Documentation
¶
Index ¶
Constants ¶
This section is empty.
Variables ¶
This section is empty.
Functions ¶
This section is empty.
Types ¶
type ExtAwareParser ¶ added in v0.5.0
type ExtAwareParser interface {
ParseExt(source, ext string) (FileStructure, error)
}
ExtAwareParser is an optional extension implemented by parsers that need the file extension to do their job — currently the JS/TS parser, which selects a tree-sitter grammar by .js/.ts/.tsx. The generator passes the extension via ParseExt when a parser implements this; parsers that don't are called via the plain Parse method. Keeping it optional avoids churning the Go and Python parsers (whose extension is unambiguous) and all their callers.
type FileStructure ¶
type FileStructure struct {
Imports []string // Import paths (sorted)
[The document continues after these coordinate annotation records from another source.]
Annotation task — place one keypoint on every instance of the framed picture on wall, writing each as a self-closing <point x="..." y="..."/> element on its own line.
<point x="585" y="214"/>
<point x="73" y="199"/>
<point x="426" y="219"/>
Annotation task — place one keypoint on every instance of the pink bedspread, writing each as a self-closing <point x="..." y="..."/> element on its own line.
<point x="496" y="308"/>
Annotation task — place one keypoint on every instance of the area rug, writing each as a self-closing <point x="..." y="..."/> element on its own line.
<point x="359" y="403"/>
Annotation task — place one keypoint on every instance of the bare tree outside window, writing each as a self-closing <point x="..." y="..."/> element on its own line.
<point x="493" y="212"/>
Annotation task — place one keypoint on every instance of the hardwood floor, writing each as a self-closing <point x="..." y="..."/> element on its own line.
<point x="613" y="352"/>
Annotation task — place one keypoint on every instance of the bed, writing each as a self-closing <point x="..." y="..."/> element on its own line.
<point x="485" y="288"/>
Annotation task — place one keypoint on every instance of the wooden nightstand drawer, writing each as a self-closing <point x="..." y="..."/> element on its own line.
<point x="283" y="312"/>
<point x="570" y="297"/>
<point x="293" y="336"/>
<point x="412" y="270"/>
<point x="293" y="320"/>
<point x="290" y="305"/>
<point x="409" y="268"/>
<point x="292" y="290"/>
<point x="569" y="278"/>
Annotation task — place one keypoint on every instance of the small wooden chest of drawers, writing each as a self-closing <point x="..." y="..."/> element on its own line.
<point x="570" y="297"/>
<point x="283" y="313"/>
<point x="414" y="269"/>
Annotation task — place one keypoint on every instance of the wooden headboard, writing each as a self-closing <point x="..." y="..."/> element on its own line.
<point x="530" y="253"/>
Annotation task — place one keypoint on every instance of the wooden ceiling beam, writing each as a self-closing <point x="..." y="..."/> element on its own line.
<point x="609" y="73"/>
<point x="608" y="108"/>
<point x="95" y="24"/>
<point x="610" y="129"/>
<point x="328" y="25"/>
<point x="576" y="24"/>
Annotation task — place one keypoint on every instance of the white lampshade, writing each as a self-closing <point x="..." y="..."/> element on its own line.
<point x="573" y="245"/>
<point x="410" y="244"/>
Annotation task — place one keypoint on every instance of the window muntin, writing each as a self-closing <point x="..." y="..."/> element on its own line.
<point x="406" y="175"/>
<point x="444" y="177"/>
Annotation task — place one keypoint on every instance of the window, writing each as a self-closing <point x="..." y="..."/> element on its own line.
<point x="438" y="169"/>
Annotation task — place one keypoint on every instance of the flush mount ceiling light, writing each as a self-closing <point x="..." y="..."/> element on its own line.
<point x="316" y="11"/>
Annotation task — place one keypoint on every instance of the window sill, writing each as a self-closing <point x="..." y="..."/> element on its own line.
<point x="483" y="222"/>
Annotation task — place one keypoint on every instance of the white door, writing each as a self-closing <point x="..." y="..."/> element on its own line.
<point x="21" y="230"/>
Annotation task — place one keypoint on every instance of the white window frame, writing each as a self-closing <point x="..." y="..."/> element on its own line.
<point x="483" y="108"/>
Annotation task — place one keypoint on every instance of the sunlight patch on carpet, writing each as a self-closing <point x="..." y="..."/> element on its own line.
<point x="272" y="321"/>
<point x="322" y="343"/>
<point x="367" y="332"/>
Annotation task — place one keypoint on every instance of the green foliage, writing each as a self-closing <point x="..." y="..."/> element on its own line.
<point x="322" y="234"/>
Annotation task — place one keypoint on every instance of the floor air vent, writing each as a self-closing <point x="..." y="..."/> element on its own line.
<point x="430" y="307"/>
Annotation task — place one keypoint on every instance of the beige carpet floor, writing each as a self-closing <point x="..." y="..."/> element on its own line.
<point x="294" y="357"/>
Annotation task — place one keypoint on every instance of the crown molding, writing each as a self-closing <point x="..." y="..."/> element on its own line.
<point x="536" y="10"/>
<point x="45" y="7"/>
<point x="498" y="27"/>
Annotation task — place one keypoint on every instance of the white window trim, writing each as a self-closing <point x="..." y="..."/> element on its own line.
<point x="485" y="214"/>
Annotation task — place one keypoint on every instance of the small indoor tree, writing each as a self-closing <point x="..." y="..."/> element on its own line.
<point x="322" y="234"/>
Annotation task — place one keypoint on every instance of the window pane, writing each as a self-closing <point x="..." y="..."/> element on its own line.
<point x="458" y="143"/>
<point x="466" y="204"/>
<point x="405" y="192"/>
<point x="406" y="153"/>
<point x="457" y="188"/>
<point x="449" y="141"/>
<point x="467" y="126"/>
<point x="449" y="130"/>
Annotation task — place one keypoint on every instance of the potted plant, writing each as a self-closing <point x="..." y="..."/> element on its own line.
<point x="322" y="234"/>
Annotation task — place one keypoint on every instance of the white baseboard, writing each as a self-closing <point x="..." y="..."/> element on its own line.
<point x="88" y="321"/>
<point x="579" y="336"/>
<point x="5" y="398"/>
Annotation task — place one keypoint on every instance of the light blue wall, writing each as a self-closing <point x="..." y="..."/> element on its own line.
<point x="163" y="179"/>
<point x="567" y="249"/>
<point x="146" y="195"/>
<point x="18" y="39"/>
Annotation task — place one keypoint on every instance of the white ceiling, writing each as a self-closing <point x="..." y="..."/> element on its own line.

Functions []string // Function names, incl. methods/nested as Outer.name (sorted)
Classes []string // Class names, nested qualified as Outer.Inner (sorted)
Exports []string // Exported symbol names (sorted)
// SymbolHashes maps "kind:name" (e.g. "function:Reader.fetch") to a hash of
// that symbol's source body, for parsers that extract per-symbol spans (the
// AST-backed Python parser). It enables modified-symbol diffing: a symbol
// present in both snapshots whose body hash changed is reported "modified"
// rather than invisible. Nil for regex parsers that cannot isolate a body —
// the diff then degrades to add/remove only for their symbols.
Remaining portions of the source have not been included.